In light of the events of “good Friday” the ultimate “day of Atonement” (see Leviticus 16), these words ring out significantly.
Jesus was a “male without blemish” – He is the “tent of the meeting” (John 1:14). Only He is accepted before the Lord and makes us acceptable. He makes atonement. His blood was thrown, He was flayed, His back cut to pieces. He was suspended from a cross of wood, His blood drained, He was torn but not completely. Pleasing aroma to the Lord? “It was the will of the Lord to crush Him (Isaiah 53:10),” Christ loved us and gave himself up for us, a fragrant offering and sacrifice to God (Ephesians 5:2).
Take this Christ-fulfilling way of reading Leviticus 1 and couple it with the other major themes of the book: a demand for God’s people to be holy, the seriousness of sin, the love of God and of neighbor.
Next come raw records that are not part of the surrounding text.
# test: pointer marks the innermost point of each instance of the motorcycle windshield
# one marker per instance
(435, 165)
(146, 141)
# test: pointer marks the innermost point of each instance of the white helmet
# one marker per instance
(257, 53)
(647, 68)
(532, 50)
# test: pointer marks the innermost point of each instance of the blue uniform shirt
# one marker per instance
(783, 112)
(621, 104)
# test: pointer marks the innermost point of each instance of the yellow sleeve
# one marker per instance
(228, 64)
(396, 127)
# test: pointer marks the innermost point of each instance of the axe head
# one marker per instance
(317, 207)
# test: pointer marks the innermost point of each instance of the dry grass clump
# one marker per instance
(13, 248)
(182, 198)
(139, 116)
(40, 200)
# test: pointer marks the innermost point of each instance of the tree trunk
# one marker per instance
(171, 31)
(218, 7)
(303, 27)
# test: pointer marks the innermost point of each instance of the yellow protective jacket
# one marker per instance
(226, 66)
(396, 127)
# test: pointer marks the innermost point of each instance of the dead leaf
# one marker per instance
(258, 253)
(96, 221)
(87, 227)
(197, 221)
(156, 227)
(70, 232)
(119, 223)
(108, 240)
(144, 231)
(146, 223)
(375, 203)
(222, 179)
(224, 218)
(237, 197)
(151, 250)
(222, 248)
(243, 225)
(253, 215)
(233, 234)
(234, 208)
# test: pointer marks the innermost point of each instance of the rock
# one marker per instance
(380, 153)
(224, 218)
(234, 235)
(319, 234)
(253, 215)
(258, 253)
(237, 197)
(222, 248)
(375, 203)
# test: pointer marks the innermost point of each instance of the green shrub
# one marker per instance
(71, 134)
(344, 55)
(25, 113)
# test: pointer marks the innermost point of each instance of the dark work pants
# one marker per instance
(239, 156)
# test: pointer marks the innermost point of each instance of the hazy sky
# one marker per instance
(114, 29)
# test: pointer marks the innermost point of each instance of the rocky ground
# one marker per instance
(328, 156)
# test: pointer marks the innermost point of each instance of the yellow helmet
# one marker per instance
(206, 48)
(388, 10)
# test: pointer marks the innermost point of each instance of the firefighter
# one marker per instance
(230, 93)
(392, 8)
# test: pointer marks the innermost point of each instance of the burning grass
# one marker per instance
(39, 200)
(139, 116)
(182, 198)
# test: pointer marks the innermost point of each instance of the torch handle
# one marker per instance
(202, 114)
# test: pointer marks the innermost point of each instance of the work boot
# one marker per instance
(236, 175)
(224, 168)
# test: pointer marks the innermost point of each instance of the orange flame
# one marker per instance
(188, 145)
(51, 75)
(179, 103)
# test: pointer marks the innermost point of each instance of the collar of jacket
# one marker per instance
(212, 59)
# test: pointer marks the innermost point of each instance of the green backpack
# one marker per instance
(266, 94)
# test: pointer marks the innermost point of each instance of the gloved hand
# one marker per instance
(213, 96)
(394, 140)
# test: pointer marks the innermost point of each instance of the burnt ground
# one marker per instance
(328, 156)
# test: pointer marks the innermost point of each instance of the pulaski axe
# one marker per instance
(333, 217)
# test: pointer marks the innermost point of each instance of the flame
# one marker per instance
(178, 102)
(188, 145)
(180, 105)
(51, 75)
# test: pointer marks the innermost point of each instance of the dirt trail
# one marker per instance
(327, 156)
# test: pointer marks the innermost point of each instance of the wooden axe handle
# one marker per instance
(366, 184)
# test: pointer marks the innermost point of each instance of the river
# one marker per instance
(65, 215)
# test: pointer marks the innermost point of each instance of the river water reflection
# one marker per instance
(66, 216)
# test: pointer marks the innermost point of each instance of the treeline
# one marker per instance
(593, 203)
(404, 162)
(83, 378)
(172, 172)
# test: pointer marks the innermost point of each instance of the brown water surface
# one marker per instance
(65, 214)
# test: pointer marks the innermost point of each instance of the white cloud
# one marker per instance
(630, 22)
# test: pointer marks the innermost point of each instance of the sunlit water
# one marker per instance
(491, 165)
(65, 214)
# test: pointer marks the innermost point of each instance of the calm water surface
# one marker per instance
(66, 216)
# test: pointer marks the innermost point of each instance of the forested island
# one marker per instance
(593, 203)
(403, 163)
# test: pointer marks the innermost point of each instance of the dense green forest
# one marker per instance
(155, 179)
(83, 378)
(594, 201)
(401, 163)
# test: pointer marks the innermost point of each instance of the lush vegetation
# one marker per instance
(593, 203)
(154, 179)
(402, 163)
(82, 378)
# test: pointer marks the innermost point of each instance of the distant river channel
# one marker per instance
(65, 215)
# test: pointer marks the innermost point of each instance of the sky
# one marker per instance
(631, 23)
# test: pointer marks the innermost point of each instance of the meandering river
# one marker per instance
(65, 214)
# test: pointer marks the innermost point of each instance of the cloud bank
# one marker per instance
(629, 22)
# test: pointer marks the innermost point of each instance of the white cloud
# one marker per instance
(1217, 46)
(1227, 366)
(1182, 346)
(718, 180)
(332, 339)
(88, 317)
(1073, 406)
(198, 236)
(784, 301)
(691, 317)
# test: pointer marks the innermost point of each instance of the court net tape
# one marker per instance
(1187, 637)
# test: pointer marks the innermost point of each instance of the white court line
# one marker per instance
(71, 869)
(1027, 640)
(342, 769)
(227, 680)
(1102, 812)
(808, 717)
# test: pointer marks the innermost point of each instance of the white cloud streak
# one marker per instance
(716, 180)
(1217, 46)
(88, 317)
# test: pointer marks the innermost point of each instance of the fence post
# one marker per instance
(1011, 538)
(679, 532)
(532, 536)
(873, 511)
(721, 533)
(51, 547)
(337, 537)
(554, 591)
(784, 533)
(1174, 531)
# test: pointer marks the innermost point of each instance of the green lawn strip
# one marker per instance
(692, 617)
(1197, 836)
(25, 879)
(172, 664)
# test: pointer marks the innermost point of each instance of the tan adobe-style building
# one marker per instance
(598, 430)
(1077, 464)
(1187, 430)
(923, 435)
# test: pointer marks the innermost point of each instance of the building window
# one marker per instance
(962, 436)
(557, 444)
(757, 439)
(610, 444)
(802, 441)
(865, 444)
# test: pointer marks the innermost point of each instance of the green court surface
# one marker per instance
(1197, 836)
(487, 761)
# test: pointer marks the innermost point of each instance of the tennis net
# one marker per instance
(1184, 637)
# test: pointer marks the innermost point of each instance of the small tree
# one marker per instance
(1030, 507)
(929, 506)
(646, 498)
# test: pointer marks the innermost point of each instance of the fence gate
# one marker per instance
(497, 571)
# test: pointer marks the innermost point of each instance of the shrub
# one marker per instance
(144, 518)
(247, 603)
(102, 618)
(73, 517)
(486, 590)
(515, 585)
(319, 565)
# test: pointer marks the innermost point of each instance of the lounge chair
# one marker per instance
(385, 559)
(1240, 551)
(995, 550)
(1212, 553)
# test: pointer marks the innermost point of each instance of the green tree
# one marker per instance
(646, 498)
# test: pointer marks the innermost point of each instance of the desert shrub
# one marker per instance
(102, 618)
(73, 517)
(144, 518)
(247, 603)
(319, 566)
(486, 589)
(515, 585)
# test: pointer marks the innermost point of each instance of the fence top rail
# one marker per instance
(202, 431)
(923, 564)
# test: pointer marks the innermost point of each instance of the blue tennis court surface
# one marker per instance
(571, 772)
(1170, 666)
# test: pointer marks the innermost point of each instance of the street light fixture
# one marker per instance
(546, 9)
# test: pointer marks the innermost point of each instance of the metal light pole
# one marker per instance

The crucifixion of Jesus brings meaning and purpose to all of this and to our very lives as God’s people dearly loved and set apart. Meditating on this passage led me to this thought: If Jesus made satisfaction for EVERY sin committed by His people then it isn’t a stretch to say every Old Testament sacrifice points to Him. A caution, however, is this: when studying the Old Testament, the question isn’t, “how may I search for or find Jesus in this text?” but “how’s this text satisfied & fulfilled in Jesus?”
Finally, one repeated phrase throughout Leviticus is, “outside the camp.” Outside the camp is where the unclean go, where carcasses are thrown and burned and where the “Scapegoat” is banished. In light of the whole book of Leviticus read these words from Hebrews 13:
12 So Jesus also suffered outside the gate in order to sanctify the people through his own blood. 13 Therefore let us go to him outside the camp and bear the reproach he endured.14 For here we have no lasting city, but we seek the city that is to come.15 Through him then let us continually offer up a sacrifice of praise to God, that is, the fruit of lips that acknowledge his name.